Goal: To calculate the sum of the values of the deepest leaves of the binary tree.
Steps:
• Perform a level-order traversal (breadth-first search) of the binary tree to find the deepest level.
• At each level, accumulate the values of all nodes. The sum of the last level's nodes will be the sum of the deepest leaves.
Goal: The solution must be optimized to handle binary trees with up to 10^4 nodes efficiently.
Steps:
• 1 <= Number of nodes <= 10^4
• Node values range from 1 to 100.
Assumptions:
• The input tree is valid and non-empty.
• The number of nodes in the tree will always be within the specified range.
• Input: Input: root = [10, 5, 15, 3, 7, null, 20, null, null, 18]
• Explanation: The deepest leaves are 18 and 20. Their sum is 38.

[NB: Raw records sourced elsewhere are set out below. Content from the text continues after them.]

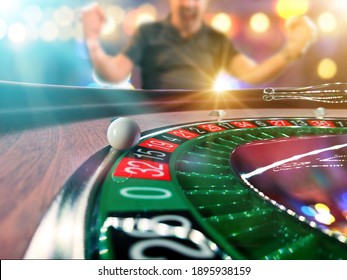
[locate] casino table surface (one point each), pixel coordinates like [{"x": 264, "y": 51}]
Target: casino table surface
[{"x": 48, "y": 132}]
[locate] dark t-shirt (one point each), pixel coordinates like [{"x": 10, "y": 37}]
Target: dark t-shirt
[{"x": 168, "y": 61}]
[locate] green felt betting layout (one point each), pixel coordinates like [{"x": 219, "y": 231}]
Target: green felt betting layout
[{"x": 175, "y": 196}]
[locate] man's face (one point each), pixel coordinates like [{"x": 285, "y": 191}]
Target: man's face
[{"x": 188, "y": 14}]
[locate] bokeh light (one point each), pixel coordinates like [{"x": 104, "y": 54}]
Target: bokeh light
[
  {"x": 3, "y": 28},
  {"x": 222, "y": 22},
  {"x": 290, "y": 8},
  {"x": 259, "y": 23},
  {"x": 143, "y": 18},
  {"x": 32, "y": 14},
  {"x": 327, "y": 22},
  {"x": 17, "y": 32},
  {"x": 32, "y": 32},
  {"x": 327, "y": 69},
  {"x": 322, "y": 208}
]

• Input: Input: root = [12, 8, 20, 4, 10, 16, 25]
• Explanation: The deepest leaves are 16 and 25. Their sum is 41.
Approach: The optimal approach involves performing a level-order traversal of the tree to access all levels. By iterating through each level, we can find the deepest level's nodes and sum their values.
Observations:
• The deepest leaves are located at the last level of the tree. We need to find the last level efficiently.
• A breadth-first search is ideal for this problem, as it explores all nodes level by level.
Steps:
• Initialize a queue to perform a level-order traversal of the tree.

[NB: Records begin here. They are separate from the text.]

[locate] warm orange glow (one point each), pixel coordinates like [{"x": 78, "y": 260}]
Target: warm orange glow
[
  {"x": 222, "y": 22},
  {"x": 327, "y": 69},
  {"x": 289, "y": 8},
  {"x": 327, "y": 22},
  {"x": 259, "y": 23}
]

• For each level, keep track of the nodes in that level and their sum.
• Continue the traversal until you reach the last level, and return the sum of the nodes at that level.
Empty Inputs:
• The input tree will not be empty, as the problem guarantees that there is at least one node.
Large Inputs:
• For very large trees (up to 10^4 nodes), the solution must be optimized to avoid timeouts.
Special Values:
• If all nodes are at the same level, the sum will be the sum of all nodes in the tree.
Constraints:
• The solution must run in O(n) time where n is the number of nodes in the tree.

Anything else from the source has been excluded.